The economy slipped into its deepest modern-day rut about a year after Obama took office, a process that was set in motion by the policies of the Bush administration. I know, the housing market collapse can be traced back to the Clinton years too – Bush isn’t solely responsible for all of America’s ills. But since that rut, 4.5 million jobs have been created by the current administration.

Sure, 2.7 million of those jobs were hired specifically by Obama himself to clean and polish Air Force One, but hey, at least the guy is trying.

It has been well-documented that President Obama personally parachuted into Pakistan and uttered a classically cinematic catch-phrase just before killing Osama bin Laden – I think it was something like “It’s just been revoked!”. America is also in one less war than four years ago. That’s probably a good thing.

Where Romney and his macho goon, Paul Ryan, want to enable the wealthiest Americans to pay less in taxes (passing the savings onto you!), Obama has taken a different approach. He has his own tax cuts as well, like the ones he offered to 3.5 million small businesses so that they could provide health care coverage for their employees.

This list could keep going and going – check out this site if you want more reasons to pull the handle (or mark the form, or press the button, or squeeze the parrot – whatever happens in American elections) for Obama today.

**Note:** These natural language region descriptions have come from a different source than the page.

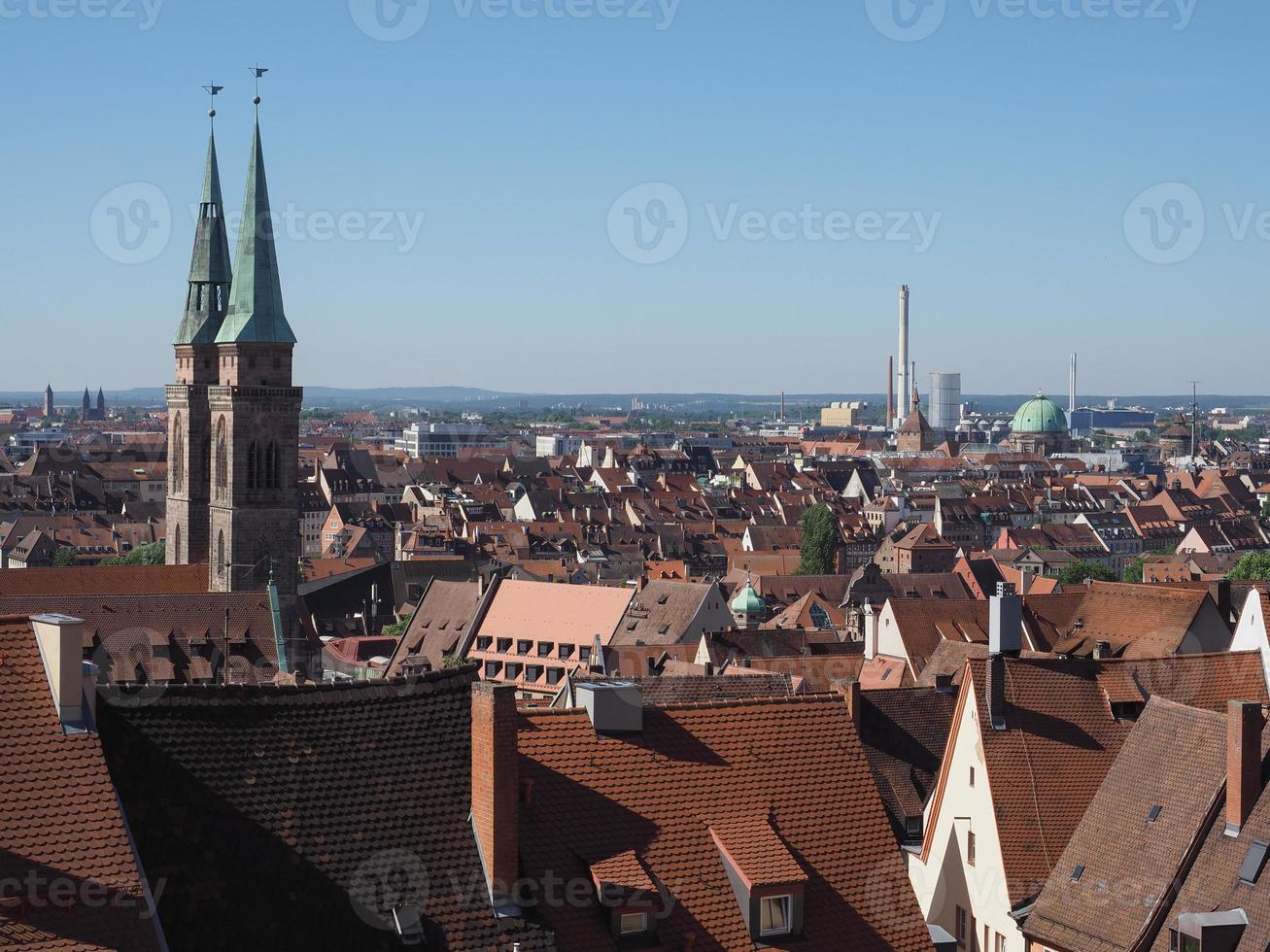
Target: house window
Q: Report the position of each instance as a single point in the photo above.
(773, 915)
(633, 923)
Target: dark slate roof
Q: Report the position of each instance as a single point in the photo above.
(905, 731)
(273, 812)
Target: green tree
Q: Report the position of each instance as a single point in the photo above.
(150, 554)
(1080, 570)
(1254, 566)
(819, 541)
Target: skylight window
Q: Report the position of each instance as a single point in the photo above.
(1253, 862)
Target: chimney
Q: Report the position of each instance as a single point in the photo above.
(995, 691)
(1242, 763)
(1220, 595)
(1005, 622)
(496, 790)
(853, 703)
(870, 620)
(60, 640)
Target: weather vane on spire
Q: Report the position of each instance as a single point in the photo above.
(257, 71)
(212, 90)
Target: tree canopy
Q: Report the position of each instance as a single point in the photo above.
(1254, 566)
(150, 554)
(819, 541)
(1080, 570)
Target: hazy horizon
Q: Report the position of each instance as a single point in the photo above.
(657, 195)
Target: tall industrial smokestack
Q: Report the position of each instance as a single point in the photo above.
(890, 391)
(1071, 396)
(906, 388)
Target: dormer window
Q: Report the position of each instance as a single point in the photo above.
(766, 878)
(774, 915)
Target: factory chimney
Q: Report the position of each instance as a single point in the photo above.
(890, 391)
(1071, 395)
(906, 388)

America has been moving forward, despite the incessant fighting by the Republican uber-right to see Obama fail at whatever cost. I don’t know if the country can ever rise above its partisan lines in the sand, but as an outside observer, it just seems obvious which of these candidates is wearing the white hat here. Note that I just made a cowboy-movie reference, not a racial comment. Yikes.

So let’s kill off the Redskins Rule, even though it is deeply awesome that such a thing exists. Please vote today – don’t trust the masses to do it for you and pick the right winner. Remember, the masses kept According To Jim on the air for way too many seasons. Go out, vote, and vote with your conscience.

Also, go Cowboys. Or whoever. Just not the goddamn Patriots.